Compared to prior efforts (e.g., math benchmarks like AIME or OlympiadBench), PHYBench and its counterparts foreground real-world physics, stepwise reasoning, symbolic fidelity, and the ability to generalize or adapt to altered scenarios.

6. Key Findings and Research Directions

• Current AI models, despite substantial advances, show persistent gaps in genuine physical reasoning, especially in the face of implicit instructions, multi-step symbolic derivations, visual-physical integration, and problem generalization.
• Prompt rewriting (making implicit physics explicit) dramatically improves T2I correspondence to expected outcomes, indicating an absence of deeply internalized physical commonsense (Meng et al., 17 Jun 2024).
• Innovations like EED scoring allow finer discrimination of model errors, moving beyond binary correctness to reward partial step fidelity (Qiu et al., 22 Apr 2025).
• The repeated observation that model performance drops with dynamic or out-of-distribution variants (as in ABench-Physics) highlights the importance of future training paradigms and the potential of reinforcement or hybrid systems integrating symbolic computation tools.
• The benchmarks encourage expansion toward more open-ended, real-world, and multimodal problems and advocate for systematic integration with computer algebra systems and rigorous chain-of-thought frameworks.

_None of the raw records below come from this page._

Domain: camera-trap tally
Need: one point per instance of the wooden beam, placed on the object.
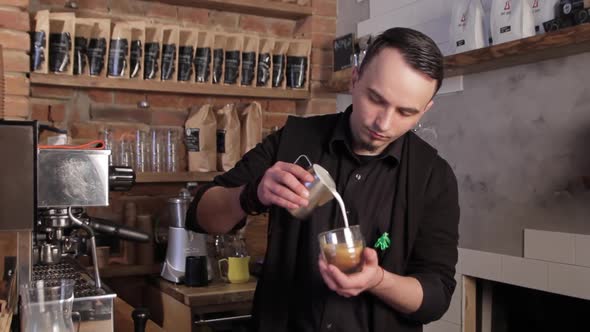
(252, 7)
(168, 87)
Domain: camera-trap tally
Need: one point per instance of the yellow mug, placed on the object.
(236, 269)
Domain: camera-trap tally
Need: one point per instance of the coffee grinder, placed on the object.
(182, 242)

7. Accessibility and Community Engagement

All major PHYBench datasets and results are publicly available:

• PhyBench for T2I: To be released (Meng et al., 17 Jun 2024)
• PHYBench (LLMs, EED scoring): [phybench-official.github.io/phybench-demo/]
• TPBench: [tpbench.org]
• PhyX: [phyx-bench.github.io]
• ABench-Physics: Upon publication

These resources include sample problems, expert solutions, evaluation scripts, and dashboards for comparing model results. Protocols are established to avoid data leakage into model training and promote transparent reporting and standardized evaluation. Continuous community feedback and problem contribution are supported, particularly in TPBench.

Conclusion

PHYBench and its related benchmarks set the contemporary standard for holistic, multi-level, and multimodal evaluation of physical reasoning in AI systems. By combining scenario-based commonsense, symbolic manipulation, rigorous scoring, generative problem design, and domain coverage from introductory to research-level physics, these tools both diagnose present limitations and direct future research. They emphasize the need for AI models to go beyond proficient pattern replication toward robust, interpretable, and scientifically grounded physical reasoning and world modeling.